Peter Salem was a legendary black soldier of the American Revolutionary War. Born a slave in Framingham, Massachusetts to Jeremiah Belknap, he was sold to Major Lawson Buckminister, who offered him his freedom if he enlisted as one of the Massachusetts Minutemen. He served in April 1775 under Colonel John Nixon’s 6th Massachusetts Regiment.
On June 17, 1775, at the height of the war on Bunker Hill, Salem killed British Major John Pitcairn. When the major asked Salem and the other colonists to surrender, Salem opened fire on the major. The British lost 1,000 men in the Battle of Bunker Hill and the Americans lost 400. Salem’s gun was preserved and is on display at the Bunker Hill Museum. Salem re-enlisted the following year and also fought in the Battle at Saratoga and Stony Point. He was honorably discharged from the Continental Army on December 31, 1779.

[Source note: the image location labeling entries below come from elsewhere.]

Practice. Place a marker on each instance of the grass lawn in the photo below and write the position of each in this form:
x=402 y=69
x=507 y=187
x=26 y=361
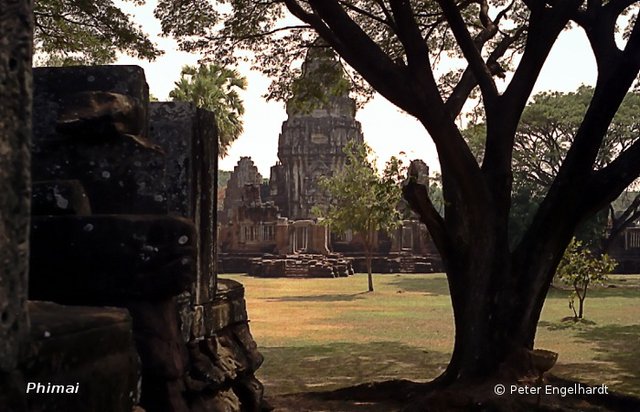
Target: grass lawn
x=322 y=334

After the American Revolutionary War and after he was freed, Peter Salem married Katy Benson and built a cabin where he worked as a cane weaver. He died in a house for the poor in 1816. He was buried in the Old Burying Ground in his hometown. The town of Framingham erected a gravestone monument in his memory in 1882.
Salem’s triumph for the colonists on Bunker Hill is captured in the historic painting by artist John Trumbull, entitled the Battle of Bunker Hill. The painting is now a U.S. postage stamp that captures Salem behind Major Pitcairn.
In 1909, Peter Salem’s home in Leicester was named a historical monument with the help of the Daughters of the American Revolution. There is a stone erected at the home that reads “Here lived Peter Salem, a Negro soldier of the Revolution”.